India’s service sector activity hit six-month low in January, survey shows
Input expenses increased due to higher food, fuel, material, staff and transportation costs, the report said.
India’s service sector activity hit a six-month low in January as businesses faced coronavirus-induced restrictions and rising inflation, a survey released on Wednesday by analytics firm IHS Markit India showed.
The monthly purchasing managers’ index, or PMI, fell from 55.5 in December to 51.5 in January. It was 58.1 in November. A reading above 50 shows an expansion, while a lower reading indicates a contraction in manufacturing or service sector activities.
Pollyanna De Lima, economics associate director at IHS Markit, said that the escalation of the pandemic, fueled by the Omicron variant, and reintroduction of curfews had a detrimental impact on growth across the service sector, according to the report.
“Concerns about how long the current wave of Covid-19 would last dampened business confidence and caused job shedding,” Lima said in the survey report. “Firms were also alarmed about price pressures.”
The report said that January data pointed to a drop in private sector employment for a second successive month.

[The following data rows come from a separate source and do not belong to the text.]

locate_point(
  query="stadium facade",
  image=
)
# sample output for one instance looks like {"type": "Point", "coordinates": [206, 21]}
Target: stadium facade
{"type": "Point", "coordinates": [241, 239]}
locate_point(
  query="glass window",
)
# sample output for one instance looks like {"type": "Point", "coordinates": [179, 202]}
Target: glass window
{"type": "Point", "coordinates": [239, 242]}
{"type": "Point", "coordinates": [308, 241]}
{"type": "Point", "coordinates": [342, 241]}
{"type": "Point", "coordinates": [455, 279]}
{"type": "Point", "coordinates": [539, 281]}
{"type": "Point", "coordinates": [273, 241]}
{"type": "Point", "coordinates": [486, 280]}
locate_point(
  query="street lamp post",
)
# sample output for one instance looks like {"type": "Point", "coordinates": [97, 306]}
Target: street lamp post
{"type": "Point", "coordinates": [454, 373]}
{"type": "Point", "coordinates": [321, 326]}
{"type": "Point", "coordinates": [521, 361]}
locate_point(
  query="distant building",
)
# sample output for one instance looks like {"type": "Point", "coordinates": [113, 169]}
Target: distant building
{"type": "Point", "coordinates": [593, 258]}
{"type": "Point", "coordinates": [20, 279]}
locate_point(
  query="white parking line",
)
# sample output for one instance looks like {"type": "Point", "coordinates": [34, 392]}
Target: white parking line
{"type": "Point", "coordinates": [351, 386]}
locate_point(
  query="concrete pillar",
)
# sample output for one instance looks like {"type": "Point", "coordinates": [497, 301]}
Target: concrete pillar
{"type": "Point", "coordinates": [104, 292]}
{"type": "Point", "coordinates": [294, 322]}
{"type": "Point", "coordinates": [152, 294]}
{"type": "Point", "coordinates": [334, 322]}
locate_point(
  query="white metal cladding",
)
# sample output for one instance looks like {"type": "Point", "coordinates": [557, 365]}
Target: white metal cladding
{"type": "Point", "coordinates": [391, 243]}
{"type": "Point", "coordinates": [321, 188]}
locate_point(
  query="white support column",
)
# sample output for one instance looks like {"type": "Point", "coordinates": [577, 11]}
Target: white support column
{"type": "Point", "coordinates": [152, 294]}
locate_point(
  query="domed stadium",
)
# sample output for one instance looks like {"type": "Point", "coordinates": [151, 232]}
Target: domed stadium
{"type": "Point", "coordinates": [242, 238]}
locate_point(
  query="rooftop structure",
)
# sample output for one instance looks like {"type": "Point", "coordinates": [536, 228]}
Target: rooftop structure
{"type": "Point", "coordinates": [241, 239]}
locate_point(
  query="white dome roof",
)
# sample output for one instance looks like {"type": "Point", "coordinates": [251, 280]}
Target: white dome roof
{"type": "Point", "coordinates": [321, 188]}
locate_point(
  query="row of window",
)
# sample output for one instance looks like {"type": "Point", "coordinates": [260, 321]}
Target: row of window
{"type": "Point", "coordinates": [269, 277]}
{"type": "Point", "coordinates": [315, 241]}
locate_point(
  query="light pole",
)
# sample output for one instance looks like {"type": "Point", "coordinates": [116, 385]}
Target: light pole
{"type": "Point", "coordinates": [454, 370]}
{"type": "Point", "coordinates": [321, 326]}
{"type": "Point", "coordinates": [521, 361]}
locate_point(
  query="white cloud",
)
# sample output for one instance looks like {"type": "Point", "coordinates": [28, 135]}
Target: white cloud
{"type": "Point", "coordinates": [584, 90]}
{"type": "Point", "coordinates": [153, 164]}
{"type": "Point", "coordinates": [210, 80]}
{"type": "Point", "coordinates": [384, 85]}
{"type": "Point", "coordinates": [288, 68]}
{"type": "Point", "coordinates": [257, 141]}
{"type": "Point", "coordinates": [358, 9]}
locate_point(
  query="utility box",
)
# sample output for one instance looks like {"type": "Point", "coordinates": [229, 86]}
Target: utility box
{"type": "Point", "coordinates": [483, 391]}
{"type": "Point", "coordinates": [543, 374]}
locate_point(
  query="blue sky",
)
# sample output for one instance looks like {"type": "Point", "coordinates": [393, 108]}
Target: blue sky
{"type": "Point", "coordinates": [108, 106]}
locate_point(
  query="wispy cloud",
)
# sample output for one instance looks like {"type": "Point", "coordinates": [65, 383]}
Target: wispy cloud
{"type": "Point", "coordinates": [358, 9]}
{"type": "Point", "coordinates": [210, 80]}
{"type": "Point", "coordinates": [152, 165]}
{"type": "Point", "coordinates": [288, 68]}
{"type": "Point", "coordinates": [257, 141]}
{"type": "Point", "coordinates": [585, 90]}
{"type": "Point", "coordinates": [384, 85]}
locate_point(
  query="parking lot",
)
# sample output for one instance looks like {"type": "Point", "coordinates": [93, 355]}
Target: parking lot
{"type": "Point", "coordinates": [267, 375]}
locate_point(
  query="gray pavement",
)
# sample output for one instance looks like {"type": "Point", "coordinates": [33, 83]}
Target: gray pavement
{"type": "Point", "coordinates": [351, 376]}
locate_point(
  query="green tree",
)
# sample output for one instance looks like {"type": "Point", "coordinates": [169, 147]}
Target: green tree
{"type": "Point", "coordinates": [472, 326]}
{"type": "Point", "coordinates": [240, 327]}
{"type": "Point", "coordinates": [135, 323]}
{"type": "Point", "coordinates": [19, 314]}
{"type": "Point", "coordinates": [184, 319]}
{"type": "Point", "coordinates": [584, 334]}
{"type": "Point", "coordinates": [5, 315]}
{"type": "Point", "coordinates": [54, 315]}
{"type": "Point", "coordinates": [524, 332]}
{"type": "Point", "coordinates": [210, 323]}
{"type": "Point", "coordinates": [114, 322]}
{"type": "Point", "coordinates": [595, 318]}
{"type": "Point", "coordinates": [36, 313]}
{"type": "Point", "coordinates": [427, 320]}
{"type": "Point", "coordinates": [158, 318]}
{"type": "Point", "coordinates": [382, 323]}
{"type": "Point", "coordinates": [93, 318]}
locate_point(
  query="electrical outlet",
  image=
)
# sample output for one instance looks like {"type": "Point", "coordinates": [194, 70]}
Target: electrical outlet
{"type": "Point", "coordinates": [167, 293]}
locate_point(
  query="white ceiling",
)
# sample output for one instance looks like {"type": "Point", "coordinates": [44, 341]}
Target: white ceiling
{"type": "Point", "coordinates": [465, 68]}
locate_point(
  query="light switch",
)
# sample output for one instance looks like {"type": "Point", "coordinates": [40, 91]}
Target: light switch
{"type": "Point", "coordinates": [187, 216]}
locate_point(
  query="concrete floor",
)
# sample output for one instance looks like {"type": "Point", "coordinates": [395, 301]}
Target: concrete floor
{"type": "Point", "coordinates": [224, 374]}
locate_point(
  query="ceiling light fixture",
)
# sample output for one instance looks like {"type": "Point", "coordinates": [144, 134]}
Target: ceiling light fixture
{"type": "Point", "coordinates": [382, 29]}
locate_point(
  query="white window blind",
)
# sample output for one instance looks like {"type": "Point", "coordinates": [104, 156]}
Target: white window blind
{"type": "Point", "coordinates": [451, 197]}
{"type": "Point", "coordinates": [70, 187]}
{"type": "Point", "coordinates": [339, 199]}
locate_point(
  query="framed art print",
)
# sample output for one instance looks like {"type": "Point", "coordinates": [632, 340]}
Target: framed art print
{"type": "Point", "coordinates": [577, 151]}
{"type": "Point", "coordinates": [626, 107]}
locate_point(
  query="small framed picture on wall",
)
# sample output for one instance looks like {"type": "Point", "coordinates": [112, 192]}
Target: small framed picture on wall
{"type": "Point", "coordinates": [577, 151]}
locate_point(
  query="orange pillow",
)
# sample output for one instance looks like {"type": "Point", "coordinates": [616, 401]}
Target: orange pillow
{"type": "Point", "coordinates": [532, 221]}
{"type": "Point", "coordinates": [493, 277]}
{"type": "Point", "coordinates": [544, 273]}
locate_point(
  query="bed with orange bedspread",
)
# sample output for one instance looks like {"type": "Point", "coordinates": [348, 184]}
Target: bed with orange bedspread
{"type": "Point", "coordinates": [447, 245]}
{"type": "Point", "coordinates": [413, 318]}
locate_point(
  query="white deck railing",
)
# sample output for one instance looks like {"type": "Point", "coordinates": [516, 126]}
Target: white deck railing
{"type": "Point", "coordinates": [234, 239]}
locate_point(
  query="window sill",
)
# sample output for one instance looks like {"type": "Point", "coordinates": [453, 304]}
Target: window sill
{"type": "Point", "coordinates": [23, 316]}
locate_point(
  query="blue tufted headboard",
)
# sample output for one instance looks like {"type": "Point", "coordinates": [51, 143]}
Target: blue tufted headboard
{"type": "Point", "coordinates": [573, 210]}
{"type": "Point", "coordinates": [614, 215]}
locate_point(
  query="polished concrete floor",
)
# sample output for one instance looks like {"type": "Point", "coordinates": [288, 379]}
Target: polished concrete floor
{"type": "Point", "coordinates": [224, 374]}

“Despite being modest, the rate of job shedding accelerated from December,” it added. “A quicker fall among goods producers was matched by a similar trend among service providers.”
On the price front, the report suggested that there was a “strong increase” in expenses among service providers, with the overall rate of inflation climbing to its highest since December 2011.
“Survey members noted higher food, fuel, material, staff and transportation costs,” the report said.